La première contrainte est d’ordre juridique. En effet, afin de débloquer la dernière tranche d’aide financière de 7 milliards d’euros, il est nécessaire que soit signé avec la Grèce un accord comportant des engagements clairs sur les réformes.
Ensuite, nous sommes confrontés à des contraintes de calendrier.

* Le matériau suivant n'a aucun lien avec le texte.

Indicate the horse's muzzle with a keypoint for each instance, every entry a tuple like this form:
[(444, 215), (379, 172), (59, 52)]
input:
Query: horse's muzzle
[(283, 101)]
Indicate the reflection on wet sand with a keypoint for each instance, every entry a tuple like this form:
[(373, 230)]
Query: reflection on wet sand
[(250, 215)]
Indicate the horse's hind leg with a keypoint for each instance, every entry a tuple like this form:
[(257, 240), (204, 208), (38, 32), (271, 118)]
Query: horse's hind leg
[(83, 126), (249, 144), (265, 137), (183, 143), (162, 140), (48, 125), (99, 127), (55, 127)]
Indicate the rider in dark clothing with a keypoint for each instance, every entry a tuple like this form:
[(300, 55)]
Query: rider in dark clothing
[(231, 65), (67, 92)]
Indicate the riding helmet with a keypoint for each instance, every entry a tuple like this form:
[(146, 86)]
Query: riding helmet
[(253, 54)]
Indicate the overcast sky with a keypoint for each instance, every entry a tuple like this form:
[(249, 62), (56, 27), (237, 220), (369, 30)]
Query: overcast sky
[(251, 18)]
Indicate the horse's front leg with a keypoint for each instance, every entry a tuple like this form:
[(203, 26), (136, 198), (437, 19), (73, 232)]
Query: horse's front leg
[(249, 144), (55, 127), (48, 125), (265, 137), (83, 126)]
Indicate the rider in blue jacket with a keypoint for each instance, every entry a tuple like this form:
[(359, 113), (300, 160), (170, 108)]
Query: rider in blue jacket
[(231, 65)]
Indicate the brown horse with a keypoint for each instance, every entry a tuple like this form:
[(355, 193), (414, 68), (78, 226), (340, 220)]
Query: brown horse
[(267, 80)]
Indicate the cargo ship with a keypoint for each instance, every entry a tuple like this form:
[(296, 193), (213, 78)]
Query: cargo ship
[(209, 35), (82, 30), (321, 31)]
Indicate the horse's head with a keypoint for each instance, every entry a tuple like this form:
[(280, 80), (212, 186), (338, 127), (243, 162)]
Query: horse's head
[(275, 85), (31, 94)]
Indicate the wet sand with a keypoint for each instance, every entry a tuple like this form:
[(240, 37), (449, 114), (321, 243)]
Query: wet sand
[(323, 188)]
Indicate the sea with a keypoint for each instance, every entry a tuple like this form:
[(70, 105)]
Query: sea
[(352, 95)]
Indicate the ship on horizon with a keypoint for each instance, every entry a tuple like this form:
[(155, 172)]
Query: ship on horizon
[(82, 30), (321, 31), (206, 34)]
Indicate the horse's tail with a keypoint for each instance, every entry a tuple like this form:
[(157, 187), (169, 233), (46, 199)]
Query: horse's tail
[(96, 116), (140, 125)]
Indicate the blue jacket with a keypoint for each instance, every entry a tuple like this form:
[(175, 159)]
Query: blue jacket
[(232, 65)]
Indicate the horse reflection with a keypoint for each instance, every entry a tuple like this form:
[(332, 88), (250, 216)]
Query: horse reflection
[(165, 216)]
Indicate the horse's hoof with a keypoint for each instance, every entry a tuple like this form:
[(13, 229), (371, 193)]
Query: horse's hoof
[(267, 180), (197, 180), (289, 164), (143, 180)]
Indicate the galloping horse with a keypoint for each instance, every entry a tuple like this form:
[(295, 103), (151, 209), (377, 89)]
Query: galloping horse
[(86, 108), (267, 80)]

Le temps presse puisque l’accord doit être conclu avant le 30 juin, date à laquelle la Grèce doit rembourser 1, 6 milliard d’euros de prêt du FMI. De ce point de vue, la réunion de l’Eurogroupe, ce jeudi 18 juin, sera décisive.
Enfin, il faut parvenir à un accord qui assure à la fois la stabilité financière de la zone euro, la poursuite des réformes en Grèce et le retour de la croissance dans ce pays, dès lors que c’est uniquement à ces conditions que le pays pourra sortir de la crise, qui est aussi sociale, dans laquelle il est plongé depuis plusieurs années, et qu’il sera à même de recréer de l’emploi.
Sur ces sujets, la France agit en ayant à l’esprit à la fois un principe de solidarité européenne et un principe de responsabilité, avec une triple préoccupation : l’intérêt de la Grèce, le maintien de l’intégrité de la zone euro et donc le maintien de la Grèce dans la zone euro.